Elle consiste à dégager une problématique et à la résoudre. Mais elle permet avant tout d'évaluer le potentiel de réflexion du candidat.

I/ Ce que l'on vous demande

Le jour "J" vous aurez le choix entre trois sujets.

Les deux premiers se présentent sous la forme d'une question et donnent lieu à une dissertation.

Le troisième est un sujet-texte (d'une longueur de 10 à 25 lignes) emprunté à un auteur figurant dans la liste du programme. Il donne lieu à un commentaire de texte

II/ Etudiez votre itinéraire

L'examen de philosophie n'a pas essentiellement pour objectif d'évaluer la somme de vos connaissances. Ce que vous devez démontrer, c'est votre capacité à penser par vous-même.

Autant appliquer ce principe à vos révisions en écartant d'emblée le bachotage et le par-coeur.

Vous devez partir des fondements de votre programme, c'est-à-dire des grandes notions philosophiques vues pendant l'année. Les impasses sont fortement déconseillées car vous devez aussi savoir ordonner ces notions entre elles.
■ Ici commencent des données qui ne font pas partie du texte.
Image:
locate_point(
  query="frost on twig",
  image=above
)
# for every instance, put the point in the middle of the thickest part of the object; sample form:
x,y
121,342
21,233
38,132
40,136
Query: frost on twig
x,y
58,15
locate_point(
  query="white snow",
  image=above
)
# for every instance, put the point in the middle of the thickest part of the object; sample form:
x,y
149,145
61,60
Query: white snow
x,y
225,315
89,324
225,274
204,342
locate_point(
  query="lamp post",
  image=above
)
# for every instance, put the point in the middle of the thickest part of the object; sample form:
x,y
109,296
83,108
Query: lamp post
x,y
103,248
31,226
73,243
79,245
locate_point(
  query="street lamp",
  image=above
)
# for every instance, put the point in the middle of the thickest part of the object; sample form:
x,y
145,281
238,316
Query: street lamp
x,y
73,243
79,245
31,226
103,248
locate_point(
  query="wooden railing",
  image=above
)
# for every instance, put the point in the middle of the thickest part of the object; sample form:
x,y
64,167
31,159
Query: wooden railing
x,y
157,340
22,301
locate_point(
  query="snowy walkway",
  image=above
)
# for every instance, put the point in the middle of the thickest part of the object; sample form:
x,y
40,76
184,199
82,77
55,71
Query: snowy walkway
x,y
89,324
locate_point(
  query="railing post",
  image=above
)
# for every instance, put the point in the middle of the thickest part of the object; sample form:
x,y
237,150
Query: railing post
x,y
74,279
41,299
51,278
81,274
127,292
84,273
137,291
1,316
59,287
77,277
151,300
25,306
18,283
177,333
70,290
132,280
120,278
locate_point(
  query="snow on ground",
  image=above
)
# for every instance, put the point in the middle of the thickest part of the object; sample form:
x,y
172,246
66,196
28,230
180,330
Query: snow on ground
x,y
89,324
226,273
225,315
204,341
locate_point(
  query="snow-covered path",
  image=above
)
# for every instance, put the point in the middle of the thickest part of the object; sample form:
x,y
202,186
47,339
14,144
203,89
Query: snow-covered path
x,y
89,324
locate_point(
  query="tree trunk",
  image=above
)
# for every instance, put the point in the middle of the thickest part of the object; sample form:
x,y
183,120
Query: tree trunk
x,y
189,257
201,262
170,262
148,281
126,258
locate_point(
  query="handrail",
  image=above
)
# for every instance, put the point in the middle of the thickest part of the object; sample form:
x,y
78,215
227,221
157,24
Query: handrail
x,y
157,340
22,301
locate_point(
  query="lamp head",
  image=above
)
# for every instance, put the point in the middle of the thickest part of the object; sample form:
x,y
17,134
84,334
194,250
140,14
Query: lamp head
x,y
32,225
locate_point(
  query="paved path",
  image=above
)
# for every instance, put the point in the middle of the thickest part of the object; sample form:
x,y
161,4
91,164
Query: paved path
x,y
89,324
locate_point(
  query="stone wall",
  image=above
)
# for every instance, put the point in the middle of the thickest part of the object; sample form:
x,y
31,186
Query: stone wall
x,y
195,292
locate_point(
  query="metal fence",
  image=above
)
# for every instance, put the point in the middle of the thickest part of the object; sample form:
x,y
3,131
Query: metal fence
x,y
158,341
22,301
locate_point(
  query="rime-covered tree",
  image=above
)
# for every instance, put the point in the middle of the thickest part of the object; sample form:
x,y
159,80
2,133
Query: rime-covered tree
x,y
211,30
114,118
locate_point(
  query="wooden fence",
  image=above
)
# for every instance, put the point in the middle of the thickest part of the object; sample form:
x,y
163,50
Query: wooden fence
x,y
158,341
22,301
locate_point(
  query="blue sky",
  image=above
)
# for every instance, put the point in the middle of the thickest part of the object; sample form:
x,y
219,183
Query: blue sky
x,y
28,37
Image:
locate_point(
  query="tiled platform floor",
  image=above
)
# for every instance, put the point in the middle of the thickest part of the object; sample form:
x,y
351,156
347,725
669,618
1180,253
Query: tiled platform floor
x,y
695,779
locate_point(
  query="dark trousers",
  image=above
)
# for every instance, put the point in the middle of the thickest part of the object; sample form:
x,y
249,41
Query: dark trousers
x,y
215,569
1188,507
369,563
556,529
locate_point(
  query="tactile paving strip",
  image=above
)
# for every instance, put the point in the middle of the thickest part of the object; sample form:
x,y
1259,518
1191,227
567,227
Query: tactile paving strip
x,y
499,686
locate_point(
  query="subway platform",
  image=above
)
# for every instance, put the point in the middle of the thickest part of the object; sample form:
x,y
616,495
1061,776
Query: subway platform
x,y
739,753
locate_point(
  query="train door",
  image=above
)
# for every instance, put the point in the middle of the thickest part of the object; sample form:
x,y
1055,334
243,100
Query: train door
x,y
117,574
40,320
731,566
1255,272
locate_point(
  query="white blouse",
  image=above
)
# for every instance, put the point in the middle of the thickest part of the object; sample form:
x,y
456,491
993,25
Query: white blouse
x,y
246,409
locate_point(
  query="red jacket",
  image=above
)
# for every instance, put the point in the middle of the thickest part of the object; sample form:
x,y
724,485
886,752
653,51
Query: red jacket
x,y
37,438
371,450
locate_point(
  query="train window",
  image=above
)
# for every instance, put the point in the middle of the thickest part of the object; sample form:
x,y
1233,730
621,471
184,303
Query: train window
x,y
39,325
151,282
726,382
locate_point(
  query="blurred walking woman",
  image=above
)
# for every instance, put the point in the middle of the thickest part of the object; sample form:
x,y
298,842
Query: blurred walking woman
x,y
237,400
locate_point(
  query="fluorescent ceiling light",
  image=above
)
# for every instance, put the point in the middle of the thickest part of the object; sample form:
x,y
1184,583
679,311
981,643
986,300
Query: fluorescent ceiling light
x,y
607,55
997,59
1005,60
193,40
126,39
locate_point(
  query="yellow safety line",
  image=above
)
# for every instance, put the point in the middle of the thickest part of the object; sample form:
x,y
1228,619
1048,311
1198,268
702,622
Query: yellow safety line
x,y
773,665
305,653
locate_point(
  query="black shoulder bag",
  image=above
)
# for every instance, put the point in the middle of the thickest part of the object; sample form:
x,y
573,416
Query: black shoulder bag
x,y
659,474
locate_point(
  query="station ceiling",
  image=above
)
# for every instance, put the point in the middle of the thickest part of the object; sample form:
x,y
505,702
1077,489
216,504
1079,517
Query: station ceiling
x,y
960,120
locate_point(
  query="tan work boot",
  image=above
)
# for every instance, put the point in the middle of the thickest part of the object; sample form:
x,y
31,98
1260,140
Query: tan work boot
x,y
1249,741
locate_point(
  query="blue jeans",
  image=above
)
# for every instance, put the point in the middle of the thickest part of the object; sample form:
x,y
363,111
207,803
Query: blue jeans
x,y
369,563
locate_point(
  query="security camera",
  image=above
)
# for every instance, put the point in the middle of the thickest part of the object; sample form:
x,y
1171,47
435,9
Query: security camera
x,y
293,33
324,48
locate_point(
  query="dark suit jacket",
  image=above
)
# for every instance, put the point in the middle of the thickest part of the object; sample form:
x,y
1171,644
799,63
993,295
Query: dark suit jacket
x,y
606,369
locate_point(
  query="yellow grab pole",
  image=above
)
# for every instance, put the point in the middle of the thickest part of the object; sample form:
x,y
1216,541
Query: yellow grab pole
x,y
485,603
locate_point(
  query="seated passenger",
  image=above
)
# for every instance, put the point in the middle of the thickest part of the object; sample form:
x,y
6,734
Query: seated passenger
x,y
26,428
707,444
Commencez quelques mois avant l'épreuve afin de libérer du temps, début juin, pour les autres matières obligatoires.

III/ Faites vos bagages

Si vous ne savez pas quoi emporter, faites confiance à votre professeur. Même s'il n'a pas traité toutes les parties du programme dans l'année (le temps manque souvent), vous êtes probablement armé pour l'examen. Revoyez donc tous vos cours.

Simultanément, assurez -vous que vous maîtrisez bien les règles de la dissertation et du commentaire composé de philosophie. En philo, vous ne devez pas répondre à la question posée dans l'énoncé, mais dégager une problématique et la résoudre. ce travail de problèmatisation doit occuper une pleine page dans une copie de dissertation. Exercez-vous en refaisant vos devoirs de l'année.

IV/ La trousse de secours

De l'avis de nombreux professeurs, les recueils de citations et les corrigés types puisés dans des annales sont à proscrire. Cela signifie en clair : fuyez le "prêt-à-penser" et construisez votre savoir par vous-même.

Un excellent moyen d'y parvenir consiste à fabriquer son lexique personnel. sur un répertoire, notez toutes les notions déjà vues en cours et celles qui apparaîtront dans les mois qui viennent. Exemple; à la lettre L, le mot loi.

Tout l'intérêt de l'exercice consiste à donner au mot une définition qui l'insère dans une problèmatique. Vous procéderez par distinctions successives en étudiant les variations du sens de la loi selon ses domaines d'application (scientifique, juridique, etc...). Vous aurez fait là un travail beaucoup plus enrichissant que la simple lecture d'un dictionnaire où les notions sont généralement très compartimentées.

V/ Avez-vous pensé à ...

Aller plus loin que le cours grâce à des lectures personnelles est vivement recommandé.

Allez à l'essentiel, c'est-à-dire aux textes originaux (les résumés sont de mauvais alliés).

Ne vous laissez pas décourager par les obstacles de compréhension qui peuvent surgir, surmontez ces écueils en vous aidant d'un dictionnaire ou de vos cours.

Les élèves des séries générales doivent lire au moins un grand texte de métaphysique (Descartes, Platon; ...), un texte de philosophie des sciences (Bachelard, Popper, Chalmers, ...)et un texte sur l'art, la morale ou le droit (Kant, Hegel, Rousseau, ...).

La lecture de Rousseau est particulièrement recommandée aux élèves des séries technologiques car tous les thèmes du programme s'y rencontrent.

S'il y en a parmi vous que la philo rebute vraiment, ils peuvent se tourner vers la littérature (romans, théâtre, poésie) car elle permet au moins d'enrichir sa culture générale.

VI/ Prêt pour l'embarquement ?

Les "moi je" sont proscrits. En philo, vous devez parler à la première personne du pluriel.

Méfiez-vous des exemples : utilisez-les seulement s'ils permettent de préciser vos propos ou d'interroger la problématique que vous avez déjà construite.

Prudence dans l'emploi des références : un "Platon" sans repère de date ou d'oeuvre associé sonne creux.

Et devant le gouvernail

VII/ L'épreuve dure quatre heures

Les enseignants estiment que la réflexion, à elle seule, prend deux heures et demie : il reste donc une heure trente pour rédiger le développement, recopier l'introduction et la problématique préalablement écrites au briouillon... et conclure.

Si vous avez l'impression d'avoir fait le tour du sujet très rapidement, forcez-vous à continuer, car il existe des milliers de pistes de réflexion.

Dernier travail : la relecture, elle doit prendre au moins dix minutes et servir à corriger les fautes.